When approaching short and leveraged (S&L) ETPs, Kavrak said investors need to compare product fees versus their underlying holdings and figure out whether more expensive products are charging merely for attractive titles featuring qualities such as ESG and SRI, rather than differing materially from their counterparts.
When making leverage plays, however, he added the collateralisation of ETPs makes them less risky than CFDs, where an investor could lose all of their capital if their broker goes under.
Kavrak also said due to the complexity and high conviction nature of leveraged products, he would not recommend them to first-time or novice traders.
“The European leveraged space is very fragmented and compartmentalised. There are all kinds of leveraged products that are complex and difficult to understand,” Kavrak continued. “It is important to stress that leveraged products are just another tool in an investor’s toolkits – but they are certainly power tools.”
Trends to watch
Looking ahead, Khalaf said he is interested to see whether the popularity of UK stocks among share traders would begin to reflect more in fund traders. He was also interested in whether ESG products could maintain their 2020 momentum, or if investors merely piled in during the pandemic because the returns profile looked strong.

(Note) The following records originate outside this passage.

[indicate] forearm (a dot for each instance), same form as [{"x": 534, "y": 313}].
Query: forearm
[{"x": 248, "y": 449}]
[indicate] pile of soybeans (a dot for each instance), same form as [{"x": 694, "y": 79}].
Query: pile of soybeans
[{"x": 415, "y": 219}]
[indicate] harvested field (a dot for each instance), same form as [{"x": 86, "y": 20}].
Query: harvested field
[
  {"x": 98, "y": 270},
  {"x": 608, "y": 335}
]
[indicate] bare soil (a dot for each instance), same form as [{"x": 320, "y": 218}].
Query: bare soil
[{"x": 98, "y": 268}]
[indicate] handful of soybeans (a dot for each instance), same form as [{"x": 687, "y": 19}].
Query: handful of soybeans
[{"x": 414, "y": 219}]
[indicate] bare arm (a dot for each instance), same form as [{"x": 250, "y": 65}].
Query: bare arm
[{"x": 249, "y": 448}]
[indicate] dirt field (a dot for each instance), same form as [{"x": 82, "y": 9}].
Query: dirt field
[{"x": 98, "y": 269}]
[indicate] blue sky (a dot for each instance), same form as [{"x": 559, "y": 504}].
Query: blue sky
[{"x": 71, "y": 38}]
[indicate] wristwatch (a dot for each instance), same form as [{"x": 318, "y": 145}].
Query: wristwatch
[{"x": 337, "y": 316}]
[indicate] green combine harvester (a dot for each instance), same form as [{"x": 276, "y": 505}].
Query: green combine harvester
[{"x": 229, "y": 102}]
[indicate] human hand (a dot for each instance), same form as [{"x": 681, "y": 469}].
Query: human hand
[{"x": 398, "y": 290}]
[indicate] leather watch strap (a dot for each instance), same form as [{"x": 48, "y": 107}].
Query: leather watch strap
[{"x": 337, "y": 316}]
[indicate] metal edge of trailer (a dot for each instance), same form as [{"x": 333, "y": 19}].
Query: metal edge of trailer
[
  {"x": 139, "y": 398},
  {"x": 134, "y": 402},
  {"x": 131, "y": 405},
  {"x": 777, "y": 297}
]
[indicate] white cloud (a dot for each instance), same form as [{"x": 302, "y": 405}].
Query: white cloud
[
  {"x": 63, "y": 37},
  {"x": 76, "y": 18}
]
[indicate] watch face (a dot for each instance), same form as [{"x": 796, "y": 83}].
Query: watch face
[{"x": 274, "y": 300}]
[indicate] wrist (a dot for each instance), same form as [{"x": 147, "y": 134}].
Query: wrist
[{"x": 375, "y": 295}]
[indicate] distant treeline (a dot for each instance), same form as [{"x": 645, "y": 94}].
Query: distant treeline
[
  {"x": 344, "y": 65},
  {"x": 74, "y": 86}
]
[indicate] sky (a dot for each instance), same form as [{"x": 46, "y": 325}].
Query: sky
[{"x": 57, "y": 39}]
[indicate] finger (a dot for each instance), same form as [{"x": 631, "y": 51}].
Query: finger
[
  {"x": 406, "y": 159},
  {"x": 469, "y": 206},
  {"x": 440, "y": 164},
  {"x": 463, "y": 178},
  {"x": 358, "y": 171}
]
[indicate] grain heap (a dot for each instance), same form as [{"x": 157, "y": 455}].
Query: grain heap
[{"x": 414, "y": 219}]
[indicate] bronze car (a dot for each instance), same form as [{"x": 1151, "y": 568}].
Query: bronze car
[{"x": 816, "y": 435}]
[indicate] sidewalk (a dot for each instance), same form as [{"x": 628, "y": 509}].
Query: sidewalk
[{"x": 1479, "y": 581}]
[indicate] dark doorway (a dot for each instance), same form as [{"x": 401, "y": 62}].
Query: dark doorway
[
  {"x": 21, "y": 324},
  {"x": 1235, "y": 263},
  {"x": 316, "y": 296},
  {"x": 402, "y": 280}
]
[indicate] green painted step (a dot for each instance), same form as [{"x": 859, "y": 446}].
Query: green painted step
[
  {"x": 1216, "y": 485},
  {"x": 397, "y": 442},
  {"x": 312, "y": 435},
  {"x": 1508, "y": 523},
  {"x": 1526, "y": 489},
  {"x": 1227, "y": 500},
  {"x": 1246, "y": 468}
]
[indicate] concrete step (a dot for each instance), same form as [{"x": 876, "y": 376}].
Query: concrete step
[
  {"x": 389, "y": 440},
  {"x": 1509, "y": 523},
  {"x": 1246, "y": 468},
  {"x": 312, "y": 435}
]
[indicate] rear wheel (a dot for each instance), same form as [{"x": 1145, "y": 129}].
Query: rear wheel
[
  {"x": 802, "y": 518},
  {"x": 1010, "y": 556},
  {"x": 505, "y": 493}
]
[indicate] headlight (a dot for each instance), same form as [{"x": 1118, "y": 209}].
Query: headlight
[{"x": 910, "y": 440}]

On this, Jobson said Interactive Investor expects to see efforts to launch ethical funds in the income space. He noted this had been a challenge to-date, given that many of the largest dividend payers were among the most widely documented polluters, such as miners and energy companies.
Looking at a broad economic forecast, Kavrak expects travel and hospitality stocks to continue enjoying their current rebound. He added investors should hedge their growth positions in the short-term but should not discard the remote working roster, as the return-to-normal narrative may be overplayed.
“Companies such as Microsoft, Zoom and Shopify will continue to benefit from this trend and I don’t think it will die out soon”, Kavrak noted.
Agreeing with this, Khalaf finished by saying a cyclicals recovery until the end of the year would be a reasonable assumption. However, he advised investors to be mindful of the desire for lockdown to be over – and how such high hopes bring the risk of complacency.
“The risk with this is that the pandemic may throw another curveball, and we should be cautious about buying into government rhetoric about this being the final lockdown”, Khalaf warned. “The recovery has legs to it, but there are also potential downsides.”